NO HAY PRESENTE SIN PASADO.
żLa historia se repite?
Jorge Luis Macías Fonseca
opinión@prensa.com
Con marcada regularidad se insiste en plantear que la historia se repite. En el caso panameño, atribuyen ese postulado, al Dr. Arnulfo Arias Madrid, agregando además, que la realizaba en forma de espiral. Nada más el, jueves 10 de julio, La Prensa publicó un artículo de opinión titulado: “La Historia se repite”.
Es bueno indicar que la “repetición” del pasado no es posible. A propósito de esto, señaló un estudioso, que lo que “pasó, simplemente pasó”. Desde luego, hay un accionar humano, que produce cultura y consecuencialmente historia.

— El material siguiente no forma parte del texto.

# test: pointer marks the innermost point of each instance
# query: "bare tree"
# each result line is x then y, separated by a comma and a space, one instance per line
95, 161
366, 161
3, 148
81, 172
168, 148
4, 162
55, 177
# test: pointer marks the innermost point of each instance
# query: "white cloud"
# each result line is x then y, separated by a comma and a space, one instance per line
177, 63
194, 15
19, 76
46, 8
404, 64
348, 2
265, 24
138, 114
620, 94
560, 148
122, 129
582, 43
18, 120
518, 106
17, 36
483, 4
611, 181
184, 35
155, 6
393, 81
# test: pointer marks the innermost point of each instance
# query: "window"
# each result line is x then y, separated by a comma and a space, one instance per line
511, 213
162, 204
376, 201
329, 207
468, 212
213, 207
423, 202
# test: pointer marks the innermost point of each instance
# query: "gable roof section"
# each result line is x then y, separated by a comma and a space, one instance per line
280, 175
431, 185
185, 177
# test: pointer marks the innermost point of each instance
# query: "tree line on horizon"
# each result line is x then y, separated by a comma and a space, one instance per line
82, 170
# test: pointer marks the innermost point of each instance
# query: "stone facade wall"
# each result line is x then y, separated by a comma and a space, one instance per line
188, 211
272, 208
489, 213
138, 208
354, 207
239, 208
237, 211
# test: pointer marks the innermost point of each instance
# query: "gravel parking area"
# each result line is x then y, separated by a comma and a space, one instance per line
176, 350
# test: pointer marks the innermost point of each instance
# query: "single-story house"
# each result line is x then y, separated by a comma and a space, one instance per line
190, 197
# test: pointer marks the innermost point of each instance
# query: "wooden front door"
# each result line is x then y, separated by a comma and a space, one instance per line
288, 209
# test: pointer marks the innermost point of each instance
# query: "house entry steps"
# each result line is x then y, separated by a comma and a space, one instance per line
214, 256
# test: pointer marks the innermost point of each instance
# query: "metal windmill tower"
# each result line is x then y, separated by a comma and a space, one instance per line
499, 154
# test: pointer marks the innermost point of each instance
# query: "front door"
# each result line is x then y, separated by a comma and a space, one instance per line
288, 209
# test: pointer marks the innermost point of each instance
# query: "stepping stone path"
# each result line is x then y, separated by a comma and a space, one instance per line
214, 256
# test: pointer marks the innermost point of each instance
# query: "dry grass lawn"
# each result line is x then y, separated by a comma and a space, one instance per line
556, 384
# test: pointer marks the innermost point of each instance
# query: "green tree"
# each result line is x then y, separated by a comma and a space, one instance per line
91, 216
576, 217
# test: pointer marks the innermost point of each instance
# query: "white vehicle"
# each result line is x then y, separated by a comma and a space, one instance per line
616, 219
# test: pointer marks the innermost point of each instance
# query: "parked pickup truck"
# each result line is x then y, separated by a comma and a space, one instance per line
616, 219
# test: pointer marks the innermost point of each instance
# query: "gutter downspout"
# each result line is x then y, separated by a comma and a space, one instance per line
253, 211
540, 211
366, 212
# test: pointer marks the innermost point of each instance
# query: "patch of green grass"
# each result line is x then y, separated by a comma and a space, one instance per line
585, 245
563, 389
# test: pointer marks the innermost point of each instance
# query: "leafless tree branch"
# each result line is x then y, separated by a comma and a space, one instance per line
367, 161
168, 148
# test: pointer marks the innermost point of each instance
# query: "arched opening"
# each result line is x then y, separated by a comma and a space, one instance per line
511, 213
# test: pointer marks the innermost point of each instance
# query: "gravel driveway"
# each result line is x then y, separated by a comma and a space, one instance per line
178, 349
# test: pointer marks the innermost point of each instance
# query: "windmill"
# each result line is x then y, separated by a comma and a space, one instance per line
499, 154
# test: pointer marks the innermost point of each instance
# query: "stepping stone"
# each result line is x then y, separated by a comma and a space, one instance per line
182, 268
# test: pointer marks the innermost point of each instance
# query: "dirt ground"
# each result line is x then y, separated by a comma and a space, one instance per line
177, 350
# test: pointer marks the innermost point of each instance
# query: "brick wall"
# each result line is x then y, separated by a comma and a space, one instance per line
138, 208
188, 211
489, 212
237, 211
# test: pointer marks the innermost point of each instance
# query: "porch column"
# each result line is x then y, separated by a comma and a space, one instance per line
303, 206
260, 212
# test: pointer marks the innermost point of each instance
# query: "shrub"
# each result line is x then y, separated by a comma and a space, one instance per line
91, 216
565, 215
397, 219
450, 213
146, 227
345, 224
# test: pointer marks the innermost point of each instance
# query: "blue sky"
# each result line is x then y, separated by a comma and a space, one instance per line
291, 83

Rose Marie Karspinki de Murillo, afirma categóricamente que: “La historia no es más que historia de la cultura”. Y ese pretérito, que interesa al historiador, altamente complejo con su identidad propia, en modo alguno, se reproduce exactamente en el presente.
Siento que el debate se sitúa en el hecho de “ ver el pasado por los ojos del presente”, o como dijera Benedetto Croce, que toda historia es: “ historia contemporánea”. Y de igual manera, E. H. Carr, que “El historiador no pertenece al ayer sino al hoy”, o como aseverara, Collingwood que: “El pasado que estudia el historiador no es un pasado muerto, sino un pasado que en cierto modo vive en el presente”. De manera que entendiendo el presente a la luz de acontecimientos pasados –porque no hay presente sin pasado, ni pasado sin presente– se ha querido encontrar analogías radicales –llamadas repeticiones– descuidando los contextos en que se han producido y se producen los acontecimientos, las realidades sociales y económicas de un pasado y el presente, los grupos sociales que activaron, y activan los hechos, y las motivaciones que impulsan los sucesos históricos. De hecho, queda claro que no hay contextos exactos, ni los mismos hombres que en el ayer movieron los acontecimientos, son idénticos a los de hoy.
Sebastián Aguilar (q.e.p.d.), extraordinario profesor de historia, insistía en su momento, en la reflexión necesaria, frente a la aseveración referente a la repetición de la historia. En efecto, y con tino, decía: “ hay que tener cuidado porque no son los mismos hombres ni tampoco los mismos acontecimientos”.
Desde luego, las similitudes que pueden aparecer de hechos pasados con algunos del presente –que se dan en múltiples ocasiones– no deben llevar a considerar que setrata de una “repetición histórica”.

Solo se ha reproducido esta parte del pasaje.